Texas Governor Greg Abbott’s latest outburst in the wake of the state’s catastrophic floods has left the nation stunned, with critics now branding him “tone deaf” and “insane” as families continue to search for loved ones and count the dead. As the death toll soared past 100, including dozens of children, Abbott stood before a sea of reporters and, instead of offering answers or accountability, delivered a football analogy so outlandish that even seasoned political observers were left speechless.

The Unchecked Authority of Greg Abbott | The New Yorker
Abbott’s words fell like a lead balloon: “Who’s to blame? That’s the word choice of losers,” he snapped, before launching into a bizarre soliloquy about Texas football, insisting that “every football team makes mistakes” and that championship teams “don’t worry about it, man, we got this.” For the families of the missing, the parents who lost children, and the communities left shattered, his message was clear: stop pointing fingers, move on, and treat the worst natural disaster in recent memory like a bad play on Friday night.

But Texas wasn’t buying it. Social media exploded with outrage. “This man is unequivocally the most callous, incapable governor the state has ever endured,” one Texan wrote, echoing the fury of thousands. Another put it more bluntly: “Calling people losers for wanting answers and making an effing football analogy when a hundred plus people are dead and 160 plus are missing is insane.” The anger was palpable, and it wasn’t just about Abbott’s callous tone. It was about the facts.

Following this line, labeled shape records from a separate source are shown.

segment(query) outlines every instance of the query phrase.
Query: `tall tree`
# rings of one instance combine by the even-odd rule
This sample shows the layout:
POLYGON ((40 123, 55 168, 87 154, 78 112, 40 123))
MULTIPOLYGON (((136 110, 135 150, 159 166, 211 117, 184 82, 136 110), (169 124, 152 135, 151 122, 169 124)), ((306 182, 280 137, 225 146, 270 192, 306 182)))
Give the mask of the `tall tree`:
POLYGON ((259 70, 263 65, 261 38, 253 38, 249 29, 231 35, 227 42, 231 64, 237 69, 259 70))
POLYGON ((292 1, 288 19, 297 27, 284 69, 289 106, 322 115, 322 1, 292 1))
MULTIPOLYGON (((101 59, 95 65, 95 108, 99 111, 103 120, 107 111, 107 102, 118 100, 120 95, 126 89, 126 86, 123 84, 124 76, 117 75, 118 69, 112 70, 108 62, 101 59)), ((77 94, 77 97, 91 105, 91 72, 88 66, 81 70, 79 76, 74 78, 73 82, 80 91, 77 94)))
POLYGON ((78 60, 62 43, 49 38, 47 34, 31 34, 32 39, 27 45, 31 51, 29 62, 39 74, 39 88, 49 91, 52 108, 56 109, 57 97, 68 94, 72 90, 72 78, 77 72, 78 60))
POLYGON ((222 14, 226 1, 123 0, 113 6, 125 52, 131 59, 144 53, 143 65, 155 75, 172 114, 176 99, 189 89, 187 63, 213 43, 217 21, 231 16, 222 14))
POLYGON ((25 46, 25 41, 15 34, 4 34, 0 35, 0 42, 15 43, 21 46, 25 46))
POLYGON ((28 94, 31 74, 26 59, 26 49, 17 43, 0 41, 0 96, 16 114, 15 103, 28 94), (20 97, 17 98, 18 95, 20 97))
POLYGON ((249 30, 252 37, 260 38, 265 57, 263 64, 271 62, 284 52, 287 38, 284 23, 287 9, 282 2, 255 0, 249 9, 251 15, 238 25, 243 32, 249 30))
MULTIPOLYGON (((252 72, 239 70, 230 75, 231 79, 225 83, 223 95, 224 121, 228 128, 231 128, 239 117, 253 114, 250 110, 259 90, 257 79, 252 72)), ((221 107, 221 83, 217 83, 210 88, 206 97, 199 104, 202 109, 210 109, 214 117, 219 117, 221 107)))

Because as it turns out, this disaster wasn’t just an act of God—it was a failure of government, a slow-motion tragedy that experts say could have been prevented. Eight years ago, Kerr County begged for federal help to install flood warning sirens and gauges along the Guadalupe River. FEMA offered to cover 75% of the cost, but Texas leaders refused to pony up their $250,000 share. The result? No warning system in an area known as Flash Flood Alley, and now, a death toll that keeps climbing. As recently as last month, Abbott’s own team brushed off offers of federal disaster money, bragging that Texas could handle any crisis on its own. Now, with bodies still being pulled from the mud, the governor is scrambling, calling for an emergency session to approve the very funds he once dismissed.

In sports, that’s a do-over. In government, it’s a deadly mistake. “This isn’t a game,” said Dr. Rachel Hines, a disaster management expert. “Lives were lost because leaders refused to invest in basic safety. Blaming the public for asking questions is unconscionable.”

And the circus didn’t end with Abbott. Enter Kristi Noem, Secretary of Homeland Security, who insisted the federal response was “immediate” and blamed the Biden administration for being slow in the past. But sources inside FEMA told CNN a different story: thanks to new Trump-era cost controls, federal money and search teams sat idle for three days, waiting for Noem’s personal signoff while Texans drowned. Even as the waters rose, Noem and her team pointed fingers at outdated warning systems and claimed Trump had begun upgrades. Fact-checkers quickly torched that lie—there was no record of any such initiative under Trump, while it was Biden’s administration that actually invested in new technology.

Journalists pressed for answers. The Trump White House and DHS went silent. “Noem’s claims are pure fiction,” said one former FEMA official. “She’s making things up to protect her boss and deflect from her own failures.”

The tragic irony is inescapable: for all their talk of “winners” and “championship teams,” Abbott and Noem have presided over a disaster of historic proportions, then tried to spin, deflect, and gaslight the public into silence. Their priority is not truth, not accountability, but pleasing Donald Trump and dodging blame—even if it means rewriting history and letting their own citizens pay the price.

Meanwhile, Donald Trump himself rambles on, his comments about Texas and everything else growing more erratic by the day, fueling fresh whispers about his mental fitness. While hundreds of Texans mourn, the MAGA elite play games with facts and lives, hoping nobody notices the rot at the top.

But Texans are watching. America is watching. And as the true story of this preventable tragedy comes to light, it’s clear: the only losers here are the leaders who put politics before people, and the only game being played is one of deadly, shameless blame-shifting. For the victims, there are no more seasons, no more do-overs—only the bitter truth that their leaders failed them when it mattered most.